Esta apreciación puede resultar chocante en un tiempo donde la aceptación social y legal del matrimonio entre personas del mismo sexo está aumentando. Pero incluso el reconocimiento del matrimonio entre personas del mismo sexo omite injusticias internas del matrimonio heterosexual y las injusticias externas para aquellos que no pueden o deciden no estar casados.

Ese Estado hipotético no excluiría las bodas, las ceremonias y las celebraciones. Tampoco la estabilidad, la familia, el compromiso o la devoción. No excluiría el amor. Pero sí excluiría la idea de que esos valores son algo a preservar con un formato particular de relación. También que actuando de otra forma el Estado dé desventajas, discrimine o estigmatice a aquellas familias que no están estructuradas de acuerdo a ese modelo.

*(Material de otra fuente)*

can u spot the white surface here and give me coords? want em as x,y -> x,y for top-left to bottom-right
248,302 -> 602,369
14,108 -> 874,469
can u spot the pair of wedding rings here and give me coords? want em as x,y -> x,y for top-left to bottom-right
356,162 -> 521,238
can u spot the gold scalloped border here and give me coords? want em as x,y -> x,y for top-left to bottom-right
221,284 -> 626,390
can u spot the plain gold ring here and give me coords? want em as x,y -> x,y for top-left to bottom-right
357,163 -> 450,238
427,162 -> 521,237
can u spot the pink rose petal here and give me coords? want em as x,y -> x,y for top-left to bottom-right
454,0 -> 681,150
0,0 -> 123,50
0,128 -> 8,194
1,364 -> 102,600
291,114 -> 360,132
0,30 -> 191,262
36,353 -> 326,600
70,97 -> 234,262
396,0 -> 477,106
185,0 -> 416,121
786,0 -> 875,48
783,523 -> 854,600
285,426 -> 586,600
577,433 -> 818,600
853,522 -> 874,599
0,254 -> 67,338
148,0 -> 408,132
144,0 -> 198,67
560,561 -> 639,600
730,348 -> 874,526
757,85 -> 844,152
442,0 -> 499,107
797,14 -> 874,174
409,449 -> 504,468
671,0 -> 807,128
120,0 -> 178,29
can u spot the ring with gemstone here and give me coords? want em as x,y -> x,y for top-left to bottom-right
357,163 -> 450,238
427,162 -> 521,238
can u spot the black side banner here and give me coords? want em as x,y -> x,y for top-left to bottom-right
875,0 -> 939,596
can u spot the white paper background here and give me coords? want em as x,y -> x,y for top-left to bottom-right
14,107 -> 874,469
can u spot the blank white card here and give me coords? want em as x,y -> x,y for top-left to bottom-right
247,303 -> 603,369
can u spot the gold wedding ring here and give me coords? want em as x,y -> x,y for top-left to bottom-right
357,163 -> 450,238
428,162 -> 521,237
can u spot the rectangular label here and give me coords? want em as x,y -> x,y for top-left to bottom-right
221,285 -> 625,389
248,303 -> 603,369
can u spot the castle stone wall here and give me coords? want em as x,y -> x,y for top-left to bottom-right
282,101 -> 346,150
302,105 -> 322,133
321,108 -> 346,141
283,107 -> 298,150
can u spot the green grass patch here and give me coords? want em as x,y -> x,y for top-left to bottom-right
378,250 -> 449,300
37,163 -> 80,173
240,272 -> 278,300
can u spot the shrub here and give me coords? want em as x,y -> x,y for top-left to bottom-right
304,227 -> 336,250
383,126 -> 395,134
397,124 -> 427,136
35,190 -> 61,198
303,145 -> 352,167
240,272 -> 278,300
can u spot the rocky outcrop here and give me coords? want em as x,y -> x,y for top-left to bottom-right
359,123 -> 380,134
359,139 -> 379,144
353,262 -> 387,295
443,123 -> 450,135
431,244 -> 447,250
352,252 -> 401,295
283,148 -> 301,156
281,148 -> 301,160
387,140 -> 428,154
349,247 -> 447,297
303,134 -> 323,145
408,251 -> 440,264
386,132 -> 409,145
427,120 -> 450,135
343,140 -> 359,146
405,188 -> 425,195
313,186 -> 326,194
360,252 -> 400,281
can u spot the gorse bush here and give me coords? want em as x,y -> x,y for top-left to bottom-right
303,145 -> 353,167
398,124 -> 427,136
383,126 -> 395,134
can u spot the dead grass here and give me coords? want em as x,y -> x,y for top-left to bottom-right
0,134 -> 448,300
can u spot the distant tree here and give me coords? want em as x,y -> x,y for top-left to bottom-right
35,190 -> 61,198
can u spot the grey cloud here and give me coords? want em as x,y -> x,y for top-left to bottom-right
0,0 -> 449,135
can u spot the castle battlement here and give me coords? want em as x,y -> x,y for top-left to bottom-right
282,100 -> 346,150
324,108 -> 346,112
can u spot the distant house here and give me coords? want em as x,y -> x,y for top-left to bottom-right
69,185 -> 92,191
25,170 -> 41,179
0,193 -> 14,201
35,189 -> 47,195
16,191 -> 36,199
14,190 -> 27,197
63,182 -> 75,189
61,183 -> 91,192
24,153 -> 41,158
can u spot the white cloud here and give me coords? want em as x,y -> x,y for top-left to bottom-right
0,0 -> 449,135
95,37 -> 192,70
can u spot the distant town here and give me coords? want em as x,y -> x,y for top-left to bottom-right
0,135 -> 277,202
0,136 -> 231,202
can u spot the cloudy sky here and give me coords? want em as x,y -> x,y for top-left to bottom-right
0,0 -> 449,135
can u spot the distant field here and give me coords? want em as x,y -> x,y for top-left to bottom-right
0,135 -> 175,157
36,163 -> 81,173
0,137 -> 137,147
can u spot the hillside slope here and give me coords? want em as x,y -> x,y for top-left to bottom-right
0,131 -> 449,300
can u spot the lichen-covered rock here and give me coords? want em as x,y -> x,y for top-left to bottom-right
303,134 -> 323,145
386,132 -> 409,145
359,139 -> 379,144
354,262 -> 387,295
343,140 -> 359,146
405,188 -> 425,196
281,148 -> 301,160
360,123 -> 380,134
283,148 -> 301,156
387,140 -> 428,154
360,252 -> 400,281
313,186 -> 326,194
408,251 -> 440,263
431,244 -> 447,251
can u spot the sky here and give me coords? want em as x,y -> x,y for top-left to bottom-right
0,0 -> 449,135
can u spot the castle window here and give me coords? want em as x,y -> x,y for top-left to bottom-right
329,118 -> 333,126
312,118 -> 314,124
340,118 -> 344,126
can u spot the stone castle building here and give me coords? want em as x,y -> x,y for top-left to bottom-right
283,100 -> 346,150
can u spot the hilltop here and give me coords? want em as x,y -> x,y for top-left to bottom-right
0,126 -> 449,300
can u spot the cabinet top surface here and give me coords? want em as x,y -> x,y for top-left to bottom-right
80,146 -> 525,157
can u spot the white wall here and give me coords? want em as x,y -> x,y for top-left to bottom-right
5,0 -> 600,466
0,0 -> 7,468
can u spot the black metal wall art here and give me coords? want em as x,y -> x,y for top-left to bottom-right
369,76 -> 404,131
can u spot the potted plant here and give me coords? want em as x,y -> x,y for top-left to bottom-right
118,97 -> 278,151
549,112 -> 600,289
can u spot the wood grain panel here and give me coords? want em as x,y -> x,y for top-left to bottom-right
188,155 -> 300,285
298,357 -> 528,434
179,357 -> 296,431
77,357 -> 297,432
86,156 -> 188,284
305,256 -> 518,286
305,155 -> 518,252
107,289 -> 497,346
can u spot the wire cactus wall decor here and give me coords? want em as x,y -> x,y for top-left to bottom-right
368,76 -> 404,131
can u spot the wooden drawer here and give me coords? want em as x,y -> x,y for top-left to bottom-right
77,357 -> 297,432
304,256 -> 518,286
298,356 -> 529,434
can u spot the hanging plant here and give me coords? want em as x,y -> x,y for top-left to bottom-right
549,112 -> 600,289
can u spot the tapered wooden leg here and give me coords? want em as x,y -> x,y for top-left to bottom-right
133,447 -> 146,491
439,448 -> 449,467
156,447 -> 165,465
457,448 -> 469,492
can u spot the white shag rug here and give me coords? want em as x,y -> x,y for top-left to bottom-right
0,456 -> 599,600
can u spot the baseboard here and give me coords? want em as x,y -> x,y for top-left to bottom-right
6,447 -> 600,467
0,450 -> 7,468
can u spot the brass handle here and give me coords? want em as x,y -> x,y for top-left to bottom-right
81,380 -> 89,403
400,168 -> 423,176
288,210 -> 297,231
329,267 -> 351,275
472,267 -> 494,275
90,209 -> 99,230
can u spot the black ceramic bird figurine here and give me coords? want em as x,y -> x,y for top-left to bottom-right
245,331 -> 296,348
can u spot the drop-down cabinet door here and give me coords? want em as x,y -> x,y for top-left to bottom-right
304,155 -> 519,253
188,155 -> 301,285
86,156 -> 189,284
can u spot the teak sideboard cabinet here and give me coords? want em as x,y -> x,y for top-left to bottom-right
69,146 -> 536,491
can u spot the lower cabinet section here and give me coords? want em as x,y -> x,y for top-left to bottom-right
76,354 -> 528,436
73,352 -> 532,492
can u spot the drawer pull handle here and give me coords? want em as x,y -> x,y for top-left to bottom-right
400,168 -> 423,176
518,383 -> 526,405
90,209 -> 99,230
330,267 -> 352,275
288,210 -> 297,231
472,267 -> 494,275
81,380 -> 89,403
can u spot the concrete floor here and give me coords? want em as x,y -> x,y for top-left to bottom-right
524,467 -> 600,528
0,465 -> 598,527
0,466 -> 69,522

Un estado libre de la regulación del matrimonio promovería la igualdad, independientemente de la relación o el tipo de familia.

Para Chambers, los efectos prácticos y simbólicos del matrimonio avalado por el Estado inevitablemente priorizan a algunas personas y a algunas maneras de vivir sobre otras, socava la igualdad y la libertad. E invita a una reflexión final: como persona crítica con la santificación estatal de formas de vida íntima opresivas o excluyentes, defiende y reivindica, no obstante, el poder del Estado, una fuerza necesaria para apoyar en igualdad a todas las personas en sus esfuerzos y relaciones cotidianas.